With more school districts considering in-person learning, keeping students and staff safe on campus will be more challenging, but also more important, than ever.
As a resource education nurse for the state's largest school district Christine Mahoney is busy. "This week is a big week for us," Mahoney said.
Preschoolers and students with special needs return to Mesa Public Schools this week and modified in-person learning could start as soon as September 14.
"Tracking health offices for what we see is needed for isolation, PPE needs, heightened alerts for what we need as kids are coming and going, and also signage," said Mahoney. "Right now, the entire school community is going to be on the front lines."
Districts have a clear directive from the Maricopa County Department of Public Health. Treat any symptom not linked to an underlying condition as a potential symptom of COVID-19. They are to separate that student or staff member immediately and send them home for potential isolation or quarantine, in line with county and state guidelines.
"That is a really hard statement to say because of course we are talking about kids who seem to spend the first three months of the school year with cold symptoms," said Dr. Peggy Stemmler during an August 5 webinar for schools throughout Maricopa County. Stemmler is a contracted consultant with Maricopa County Department of Public Health.
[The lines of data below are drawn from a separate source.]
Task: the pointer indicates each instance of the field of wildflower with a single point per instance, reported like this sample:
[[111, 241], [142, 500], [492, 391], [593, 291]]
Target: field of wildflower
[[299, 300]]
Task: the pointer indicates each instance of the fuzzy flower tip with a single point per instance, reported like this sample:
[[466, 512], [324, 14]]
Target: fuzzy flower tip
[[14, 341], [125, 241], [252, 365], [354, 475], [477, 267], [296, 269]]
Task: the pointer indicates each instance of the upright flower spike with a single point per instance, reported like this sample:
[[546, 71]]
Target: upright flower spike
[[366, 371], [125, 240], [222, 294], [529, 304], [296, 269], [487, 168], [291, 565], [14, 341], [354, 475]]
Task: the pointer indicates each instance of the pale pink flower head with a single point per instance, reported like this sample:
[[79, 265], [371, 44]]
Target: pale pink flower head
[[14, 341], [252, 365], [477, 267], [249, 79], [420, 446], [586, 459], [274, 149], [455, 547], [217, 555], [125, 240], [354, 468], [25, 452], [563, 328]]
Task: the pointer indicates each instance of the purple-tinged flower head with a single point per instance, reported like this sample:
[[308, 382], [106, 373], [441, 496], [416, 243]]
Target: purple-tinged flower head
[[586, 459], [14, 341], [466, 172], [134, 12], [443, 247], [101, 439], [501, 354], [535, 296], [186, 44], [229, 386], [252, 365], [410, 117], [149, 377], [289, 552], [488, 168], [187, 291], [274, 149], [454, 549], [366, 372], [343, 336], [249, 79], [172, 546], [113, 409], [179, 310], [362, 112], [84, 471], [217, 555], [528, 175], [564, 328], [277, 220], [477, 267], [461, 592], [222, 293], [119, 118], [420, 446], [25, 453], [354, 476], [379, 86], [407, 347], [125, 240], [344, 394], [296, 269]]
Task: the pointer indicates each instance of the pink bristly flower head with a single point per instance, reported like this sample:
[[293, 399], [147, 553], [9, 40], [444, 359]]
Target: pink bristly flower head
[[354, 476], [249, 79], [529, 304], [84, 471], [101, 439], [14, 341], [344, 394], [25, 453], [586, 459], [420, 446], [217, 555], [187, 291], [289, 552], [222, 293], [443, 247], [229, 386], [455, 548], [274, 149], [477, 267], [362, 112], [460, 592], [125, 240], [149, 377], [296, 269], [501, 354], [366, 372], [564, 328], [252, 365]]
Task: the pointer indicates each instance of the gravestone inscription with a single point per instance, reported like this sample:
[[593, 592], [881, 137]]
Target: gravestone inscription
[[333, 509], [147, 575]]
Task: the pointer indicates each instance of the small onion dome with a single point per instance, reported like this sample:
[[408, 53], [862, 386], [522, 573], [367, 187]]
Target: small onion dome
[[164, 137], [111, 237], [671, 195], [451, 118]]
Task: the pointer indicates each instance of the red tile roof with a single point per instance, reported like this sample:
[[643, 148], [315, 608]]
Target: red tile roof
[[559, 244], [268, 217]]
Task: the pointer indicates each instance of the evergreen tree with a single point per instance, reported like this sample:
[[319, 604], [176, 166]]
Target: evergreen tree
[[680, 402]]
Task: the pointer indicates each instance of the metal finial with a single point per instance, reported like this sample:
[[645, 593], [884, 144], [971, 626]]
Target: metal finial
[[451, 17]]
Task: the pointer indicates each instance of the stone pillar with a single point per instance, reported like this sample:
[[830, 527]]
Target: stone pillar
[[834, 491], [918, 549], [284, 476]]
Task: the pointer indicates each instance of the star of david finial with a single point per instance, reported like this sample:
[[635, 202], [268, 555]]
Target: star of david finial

The Mesa district has nearly 50 nurses on staff, but as a member of the School Nurses Organization of Arizona, Mahoney knows not all districts are equipped to handle the anticipated surge in student visits.
"Arizona is a state that does not mandate who mans your health office or what kind of staff you have to have in your health office," Mahoney said.
With so many school sites, Mahoney and others in health services are getting creative. In some cases, using old garment racks and shower curtains to create added layers of protection and physical distancing in health offices across the district.
"We really are here to protect everybody in the school setting. All of the students, the families the staff," she said. "The most important thing right now is to mitigate the spread of this."